36. Before referring to the decisional law as to how a proviso should be construed, we are inclined to refer to the views of certain well-known authors. How a proviso should be constructed according to Craies : (7)
'The effect of an excepting or qualifying proviso, according to the ordinary rules of construction, is to except out of the proceeding portion of the enactment, or to qualify something enacted therein, which but for the proviso would be within it; and such a proviso cannot be construed as enlarging the scope of an enactment when it can be fairly and properly construed without attributing to it that effect.'
The learned author extracted the following view of Lush J in Mullins v. Treasurer of Survey (1880) 5 Q.B.D. 170, 173 :
'When one finds a proviso to a section, the natural presumption is that, but for the proviso, the enacting part of the section would have included the subject-matter of the proviso.'
What is the legal position if the proviso is repugnant to the main Act was considered by Craies :
'It sometimes happens that there is a repugnancy between the enacting clauses and the provisos and saving clauses. The question then arises, how is the Act, taken as a whole, to be construed? The generally accepted rule with regard to the construction of a proviso in an Act which is repugnant to the purview of the Act is that laid down in Att. Gen. v. Chelsea Waterworks (1731) Fitzg. 195, namely, 'that where the proviso of an Act of parliament is directly repugnant to the purview, the proviso shall stand and be a repeal of the purview, as it speaks the last intention of the makers.' According to Maxwell :
'Difficulties sometimes arise in construing provisos. It will, however, generally be found that inconsistencies can be avoided by applying the general rule that the words of a proviso are not to be taken 'absolutely in their strict liberal sense,' but that a proviso is 'of necessity.....limited in its operation to the ambit of the section which it qualifies.' And, so far as that section itself is concerned, the proviso again receives a restricted construction; where the section confers powers, 'it would be contrary to the ordinary operation of a proviso to give it an effect which would cut down those powers beyond what compliance with the proviso renders necessary. If, however, the language of the proviso makes it plain that it was intended to have an operation more extensive than that of the provision which it immediately follows, it must be given such wider effect. If a proviso cannot reasonably be construed otherwise than as contradicting the main enactment, then the proviso will prevail on the principle that 'it speaks the last intention of the makers.'(12th Edn. p. 189)

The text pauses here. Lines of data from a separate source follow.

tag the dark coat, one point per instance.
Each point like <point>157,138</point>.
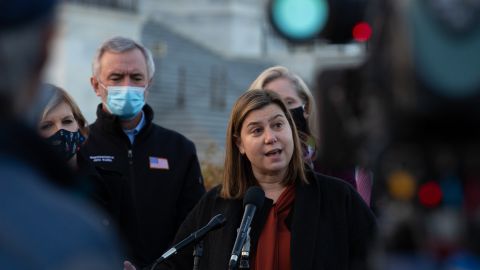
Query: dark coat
<point>331,228</point>
<point>149,203</point>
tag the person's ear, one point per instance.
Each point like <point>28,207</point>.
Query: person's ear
<point>306,114</point>
<point>238,143</point>
<point>95,85</point>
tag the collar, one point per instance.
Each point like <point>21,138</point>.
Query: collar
<point>131,133</point>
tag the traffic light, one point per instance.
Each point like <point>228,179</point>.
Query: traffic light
<point>335,21</point>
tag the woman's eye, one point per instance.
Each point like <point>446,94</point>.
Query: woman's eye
<point>278,125</point>
<point>256,130</point>
<point>67,121</point>
<point>45,126</point>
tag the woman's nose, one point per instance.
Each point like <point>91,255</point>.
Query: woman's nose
<point>270,137</point>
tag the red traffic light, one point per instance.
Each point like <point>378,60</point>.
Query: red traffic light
<point>362,32</point>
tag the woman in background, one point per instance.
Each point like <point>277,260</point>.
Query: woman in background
<point>65,129</point>
<point>301,103</point>
<point>299,100</point>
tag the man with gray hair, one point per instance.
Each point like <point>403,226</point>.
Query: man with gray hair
<point>159,178</point>
<point>42,224</point>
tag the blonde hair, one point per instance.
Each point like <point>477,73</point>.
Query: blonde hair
<point>276,72</point>
<point>238,175</point>
<point>58,96</point>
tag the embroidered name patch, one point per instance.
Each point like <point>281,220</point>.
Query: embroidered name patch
<point>102,158</point>
<point>158,163</point>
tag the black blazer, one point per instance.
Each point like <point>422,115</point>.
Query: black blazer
<point>331,228</point>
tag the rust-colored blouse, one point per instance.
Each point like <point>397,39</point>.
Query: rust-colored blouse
<point>273,248</point>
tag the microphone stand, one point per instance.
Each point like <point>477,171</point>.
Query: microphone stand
<point>245,255</point>
<point>197,254</point>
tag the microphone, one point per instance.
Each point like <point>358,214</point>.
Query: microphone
<point>254,198</point>
<point>216,222</point>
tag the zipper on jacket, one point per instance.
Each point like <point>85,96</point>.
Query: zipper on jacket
<point>130,156</point>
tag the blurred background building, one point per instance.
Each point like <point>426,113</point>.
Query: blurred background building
<point>206,53</point>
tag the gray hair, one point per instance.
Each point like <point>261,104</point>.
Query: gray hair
<point>120,45</point>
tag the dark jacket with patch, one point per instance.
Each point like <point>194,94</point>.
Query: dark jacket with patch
<point>159,181</point>
<point>331,228</point>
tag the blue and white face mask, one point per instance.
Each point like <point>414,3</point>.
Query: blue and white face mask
<point>125,101</point>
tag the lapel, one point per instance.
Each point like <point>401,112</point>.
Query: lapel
<point>305,225</point>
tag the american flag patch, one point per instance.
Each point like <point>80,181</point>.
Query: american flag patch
<point>158,163</point>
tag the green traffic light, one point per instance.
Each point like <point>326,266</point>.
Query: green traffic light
<point>299,20</point>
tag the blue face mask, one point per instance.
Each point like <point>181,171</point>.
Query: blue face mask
<point>125,101</point>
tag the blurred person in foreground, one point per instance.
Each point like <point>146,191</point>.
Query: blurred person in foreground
<point>301,103</point>
<point>308,220</point>
<point>159,174</point>
<point>42,224</point>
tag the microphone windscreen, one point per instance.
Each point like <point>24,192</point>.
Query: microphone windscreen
<point>254,195</point>
<point>217,221</point>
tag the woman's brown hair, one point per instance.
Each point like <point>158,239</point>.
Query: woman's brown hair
<point>238,175</point>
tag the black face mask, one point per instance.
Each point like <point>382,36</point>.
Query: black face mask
<point>299,119</point>
<point>66,143</point>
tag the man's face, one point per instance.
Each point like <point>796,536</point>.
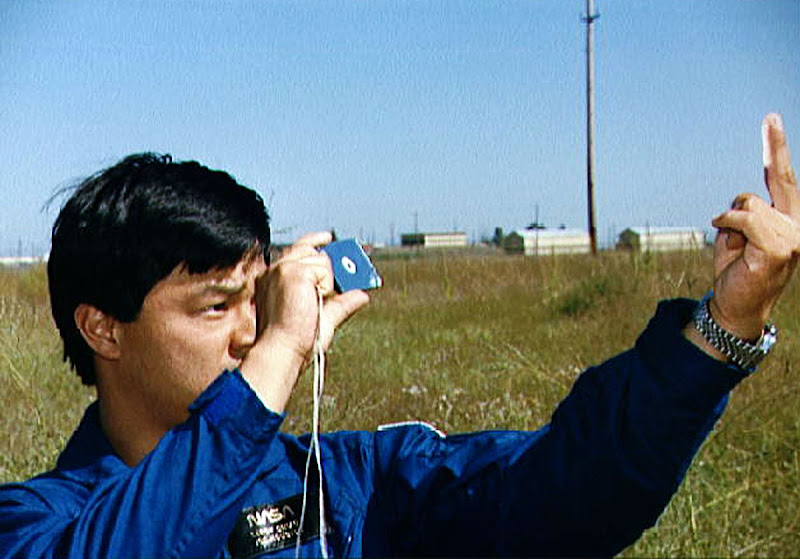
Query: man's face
<point>191,327</point>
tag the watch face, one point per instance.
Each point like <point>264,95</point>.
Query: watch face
<point>768,338</point>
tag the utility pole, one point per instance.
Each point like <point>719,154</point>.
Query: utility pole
<point>589,18</point>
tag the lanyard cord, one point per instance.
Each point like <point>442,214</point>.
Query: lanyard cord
<point>313,449</point>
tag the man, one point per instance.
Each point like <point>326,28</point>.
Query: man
<point>155,278</point>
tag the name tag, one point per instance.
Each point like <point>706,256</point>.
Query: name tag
<point>266,528</point>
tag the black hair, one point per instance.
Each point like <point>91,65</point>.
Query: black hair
<point>128,227</point>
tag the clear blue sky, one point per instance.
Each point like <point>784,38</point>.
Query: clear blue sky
<point>358,115</point>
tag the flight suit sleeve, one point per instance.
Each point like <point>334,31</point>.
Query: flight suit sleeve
<point>588,483</point>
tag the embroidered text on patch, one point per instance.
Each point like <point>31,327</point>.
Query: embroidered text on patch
<point>271,527</point>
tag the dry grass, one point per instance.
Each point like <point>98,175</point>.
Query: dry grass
<point>476,341</point>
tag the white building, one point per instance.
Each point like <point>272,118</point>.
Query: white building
<point>533,242</point>
<point>434,240</point>
<point>657,239</point>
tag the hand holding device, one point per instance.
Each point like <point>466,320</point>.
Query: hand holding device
<point>352,268</point>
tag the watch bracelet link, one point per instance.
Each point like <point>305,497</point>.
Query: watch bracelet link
<point>743,353</point>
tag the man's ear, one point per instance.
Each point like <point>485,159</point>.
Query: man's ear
<point>99,330</point>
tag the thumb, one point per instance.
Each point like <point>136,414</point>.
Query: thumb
<point>337,310</point>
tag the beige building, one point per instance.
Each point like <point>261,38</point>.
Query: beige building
<point>533,242</point>
<point>657,239</point>
<point>434,240</point>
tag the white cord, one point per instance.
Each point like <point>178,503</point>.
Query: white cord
<point>319,383</point>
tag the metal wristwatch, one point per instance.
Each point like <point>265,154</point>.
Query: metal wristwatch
<point>744,353</point>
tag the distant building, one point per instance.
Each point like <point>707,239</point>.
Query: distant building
<point>14,261</point>
<point>533,242</point>
<point>658,239</point>
<point>434,240</point>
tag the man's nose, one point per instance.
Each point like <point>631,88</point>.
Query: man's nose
<point>244,332</point>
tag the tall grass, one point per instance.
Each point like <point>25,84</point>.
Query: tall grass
<point>479,341</point>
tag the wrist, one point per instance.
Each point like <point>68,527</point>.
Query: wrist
<point>745,353</point>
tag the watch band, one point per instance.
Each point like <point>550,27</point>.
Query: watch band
<point>744,353</point>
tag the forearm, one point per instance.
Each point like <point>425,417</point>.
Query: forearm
<point>620,443</point>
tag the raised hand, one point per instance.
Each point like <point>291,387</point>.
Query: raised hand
<point>758,244</point>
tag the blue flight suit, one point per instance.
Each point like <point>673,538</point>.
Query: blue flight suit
<point>228,482</point>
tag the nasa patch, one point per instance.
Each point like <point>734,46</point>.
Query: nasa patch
<point>265,528</point>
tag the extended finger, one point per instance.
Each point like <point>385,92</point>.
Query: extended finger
<point>778,173</point>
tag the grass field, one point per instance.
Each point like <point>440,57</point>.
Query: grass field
<point>477,341</point>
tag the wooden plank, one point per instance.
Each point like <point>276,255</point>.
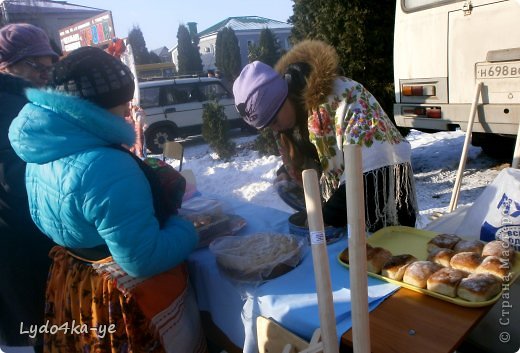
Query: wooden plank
<point>272,338</point>
<point>320,260</point>
<point>410,322</point>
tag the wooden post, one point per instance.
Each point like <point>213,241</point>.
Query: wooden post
<point>462,164</point>
<point>516,155</point>
<point>320,260</point>
<point>357,248</point>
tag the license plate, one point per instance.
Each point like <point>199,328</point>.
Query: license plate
<point>497,70</point>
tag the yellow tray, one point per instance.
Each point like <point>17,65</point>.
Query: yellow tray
<point>406,240</point>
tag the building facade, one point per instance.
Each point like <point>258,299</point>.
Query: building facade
<point>49,15</point>
<point>247,30</point>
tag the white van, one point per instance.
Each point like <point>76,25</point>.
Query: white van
<point>442,50</point>
<point>174,108</point>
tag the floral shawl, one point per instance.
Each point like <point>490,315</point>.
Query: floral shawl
<point>340,112</point>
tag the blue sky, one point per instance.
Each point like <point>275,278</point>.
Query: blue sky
<point>160,19</point>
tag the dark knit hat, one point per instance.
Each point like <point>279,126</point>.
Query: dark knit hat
<point>94,75</point>
<point>22,40</point>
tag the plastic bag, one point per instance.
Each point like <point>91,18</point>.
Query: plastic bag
<point>257,257</point>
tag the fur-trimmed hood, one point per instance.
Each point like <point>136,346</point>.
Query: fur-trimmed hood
<point>324,62</point>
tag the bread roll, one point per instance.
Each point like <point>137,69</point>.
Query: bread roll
<point>479,287</point>
<point>495,266</point>
<point>376,258</point>
<point>500,249</point>
<point>445,281</point>
<point>469,246</point>
<point>466,261</point>
<point>441,256</point>
<point>447,241</point>
<point>418,272</point>
<point>395,267</point>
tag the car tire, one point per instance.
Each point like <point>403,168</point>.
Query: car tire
<point>155,137</point>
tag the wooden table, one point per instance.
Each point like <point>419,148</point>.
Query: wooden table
<point>407,321</point>
<point>413,322</point>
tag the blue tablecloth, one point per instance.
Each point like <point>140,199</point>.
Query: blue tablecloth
<point>290,299</point>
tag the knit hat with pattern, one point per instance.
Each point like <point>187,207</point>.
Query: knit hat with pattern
<point>94,75</point>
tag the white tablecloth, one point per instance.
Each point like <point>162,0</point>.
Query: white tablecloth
<point>290,299</point>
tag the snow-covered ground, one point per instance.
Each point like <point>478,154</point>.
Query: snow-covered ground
<point>248,176</point>
<point>435,160</point>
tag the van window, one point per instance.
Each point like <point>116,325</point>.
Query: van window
<point>215,90</point>
<point>150,97</point>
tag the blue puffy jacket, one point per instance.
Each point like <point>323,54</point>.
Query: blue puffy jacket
<point>84,193</point>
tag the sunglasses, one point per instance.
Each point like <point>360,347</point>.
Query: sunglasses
<point>40,68</point>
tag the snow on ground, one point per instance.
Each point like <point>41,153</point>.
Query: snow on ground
<point>248,176</point>
<point>435,160</point>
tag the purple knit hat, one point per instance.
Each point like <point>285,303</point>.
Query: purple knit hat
<point>259,93</point>
<point>22,40</point>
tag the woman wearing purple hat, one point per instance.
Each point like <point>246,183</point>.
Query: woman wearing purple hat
<point>25,60</point>
<point>314,112</point>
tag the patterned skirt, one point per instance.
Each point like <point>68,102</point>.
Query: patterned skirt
<point>97,307</point>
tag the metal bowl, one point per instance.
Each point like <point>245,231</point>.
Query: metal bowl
<point>298,227</point>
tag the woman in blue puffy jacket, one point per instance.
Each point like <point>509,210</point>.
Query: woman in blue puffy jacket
<point>101,205</point>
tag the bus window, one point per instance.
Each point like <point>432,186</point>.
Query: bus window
<point>149,97</point>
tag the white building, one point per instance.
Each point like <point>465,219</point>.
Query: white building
<point>247,30</point>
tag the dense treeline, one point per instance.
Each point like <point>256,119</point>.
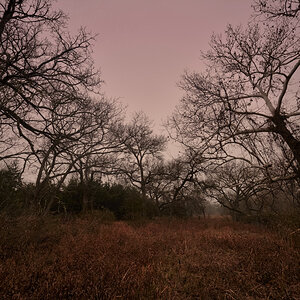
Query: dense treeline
<point>66,148</point>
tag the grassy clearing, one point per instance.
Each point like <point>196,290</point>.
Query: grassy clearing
<point>82,258</point>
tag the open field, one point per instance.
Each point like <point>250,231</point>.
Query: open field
<point>167,259</point>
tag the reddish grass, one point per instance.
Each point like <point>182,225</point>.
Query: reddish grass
<point>83,259</point>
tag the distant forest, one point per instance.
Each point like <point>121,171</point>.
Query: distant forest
<point>66,148</point>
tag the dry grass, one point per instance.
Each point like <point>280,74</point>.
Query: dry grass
<point>83,259</point>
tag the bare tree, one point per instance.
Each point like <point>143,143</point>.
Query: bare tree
<point>176,183</point>
<point>280,8</point>
<point>247,101</point>
<point>43,71</point>
<point>240,188</point>
<point>142,150</point>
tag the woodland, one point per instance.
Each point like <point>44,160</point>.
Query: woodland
<point>77,175</point>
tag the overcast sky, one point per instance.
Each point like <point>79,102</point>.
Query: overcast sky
<point>143,46</point>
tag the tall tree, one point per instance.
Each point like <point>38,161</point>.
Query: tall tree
<point>247,101</point>
<point>142,150</point>
<point>43,72</point>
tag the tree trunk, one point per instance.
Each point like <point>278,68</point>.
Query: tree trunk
<point>288,137</point>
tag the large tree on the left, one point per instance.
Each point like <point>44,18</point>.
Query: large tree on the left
<point>45,74</point>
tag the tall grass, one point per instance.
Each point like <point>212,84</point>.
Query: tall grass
<point>82,258</point>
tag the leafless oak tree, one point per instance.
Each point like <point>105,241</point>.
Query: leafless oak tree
<point>247,101</point>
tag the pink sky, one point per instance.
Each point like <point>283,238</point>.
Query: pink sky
<point>143,46</point>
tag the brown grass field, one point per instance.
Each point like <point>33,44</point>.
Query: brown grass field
<point>82,258</point>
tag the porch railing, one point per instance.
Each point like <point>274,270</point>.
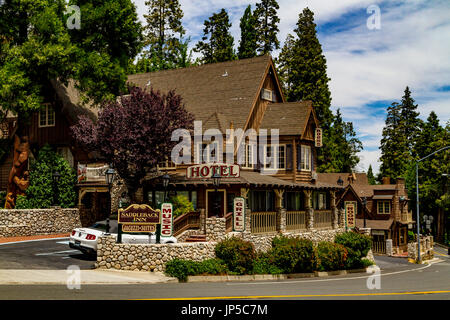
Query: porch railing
<point>295,220</point>
<point>379,247</point>
<point>190,220</point>
<point>229,221</point>
<point>323,219</point>
<point>264,222</point>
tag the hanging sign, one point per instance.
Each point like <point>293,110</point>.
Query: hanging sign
<point>239,214</point>
<point>318,137</point>
<point>350,210</point>
<point>166,220</point>
<point>206,171</point>
<point>139,214</point>
<point>131,228</point>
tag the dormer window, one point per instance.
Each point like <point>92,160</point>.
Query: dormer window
<point>47,116</point>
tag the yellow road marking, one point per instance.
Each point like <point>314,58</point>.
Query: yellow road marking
<point>307,295</point>
<point>444,255</point>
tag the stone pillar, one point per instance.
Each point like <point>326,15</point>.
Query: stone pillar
<point>309,211</point>
<point>389,247</point>
<point>281,220</point>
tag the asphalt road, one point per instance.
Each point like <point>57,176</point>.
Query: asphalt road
<point>51,254</point>
<point>399,280</point>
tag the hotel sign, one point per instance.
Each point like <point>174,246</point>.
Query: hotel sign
<point>206,171</point>
<point>239,214</point>
<point>350,213</point>
<point>139,214</point>
<point>318,137</point>
<point>166,220</point>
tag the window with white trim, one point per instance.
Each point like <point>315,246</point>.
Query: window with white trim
<point>211,150</point>
<point>305,158</point>
<point>384,207</point>
<point>47,116</point>
<point>275,157</point>
<point>249,161</point>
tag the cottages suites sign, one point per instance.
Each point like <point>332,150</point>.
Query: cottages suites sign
<point>239,214</point>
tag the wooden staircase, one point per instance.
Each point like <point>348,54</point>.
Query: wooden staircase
<point>196,238</point>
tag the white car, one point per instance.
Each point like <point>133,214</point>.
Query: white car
<point>85,239</point>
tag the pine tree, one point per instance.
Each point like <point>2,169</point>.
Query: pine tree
<point>219,48</point>
<point>394,150</point>
<point>164,33</point>
<point>370,176</point>
<point>267,26</point>
<point>285,64</point>
<point>247,45</point>
<point>409,118</point>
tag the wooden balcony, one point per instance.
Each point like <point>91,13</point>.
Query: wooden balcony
<point>323,219</point>
<point>264,222</point>
<point>295,220</point>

If there are two provisos in a section and if one of them is repugnant to the other, the one which is later in point of time prevails is the view taken by the Privy Council in King v. Dominion Engineering Co., AIR 1947 PC 94., which accords with the views expressed by Craies and Maxwell.
37. What is the effect of a proviso was the subject matter of plethora of judicial decisions. The Supreme Court speaking through Fazal All J. in Sundaram Pillai v. Pattabhi-raman : [1985]2SCR643 held :
'The well established rule of interpretation of a proviso is that a proviso may have three separate functions. Normally, a proviso is meant to be an exception to something within the main enactment or to qualify something enacted therein which but for the proviso would be within the purview of the enactment. In other words, a proviso cannot be torn apart from the main enactment nor can it be used to nullify or set at naught the real object of the main enactment.'
After reviewing the entire case law, thelearned Judge summed up the legal position :
'To sum up, a proviso may serve four different purposes :
(1) qualifying or excepting certain provi-sions from the main enactment;
(2) it may entirely change the very concept of the intendment of the enactment by insisting on certain mandatory conditions to be fulfilled in order to make the enactment workable;
(3) it may be so embedded in the Act itself as to become an integral part of the enactment and thus acquire the tenor and colour of the substantive enactment itself; and
(4) it may be used merely to act as an optional addenda to the enactment with the sole object of explaining the real intendment of the statutory provision.'
In Commr. of Income-tax v. I. M. Bank Limited : [1959]36ITR1(SC) the Supreme Court held(atp.717of AIR):
'The proper function of a proviso is that it qualifier the generality of the main enactment by providing an exception and taking out as it were from the main enactment, a portion which, but for the proviso would fall within the main enactment. Ordinarily it is foreign to the proper function of a proviso to read it as providing something by way of an addendum or dealing with a subject which is foreign to the main enactment.'
Sometimes a proviso may be construed as an independent provision. In State of Rajasthan v. Leela Jain : [1965]1SCR276 Section 4(1) of the Rajasthan City Municipal Appeals (Regulation) Act, 1950 fell for consideration before the Supreme Court. An order passed by the president of the Municipal Council was set aside by the State Government in purported exercise of their jurisdiction under the proviso to sub-section (1) of Section 4. Section 4(1) reads as follows (at p. 1298 of AIR) :
'4. Second municipal appeals and revisions :
(1) Notwithstanding anything contained inany municipal law, no municipal appeal shall lie from any order passed in appeal under Section 3. Provided that the Government may, of its own motion or on the application of a Municipal Authority or of an aggrieved person's call for the record of any case for the purpose of satisfying itself as to the correctness, legality or, expediency of any order passed by a Commissioner or a Municipal authority and may pass such orders therein as the Government may consider fit and reasonable.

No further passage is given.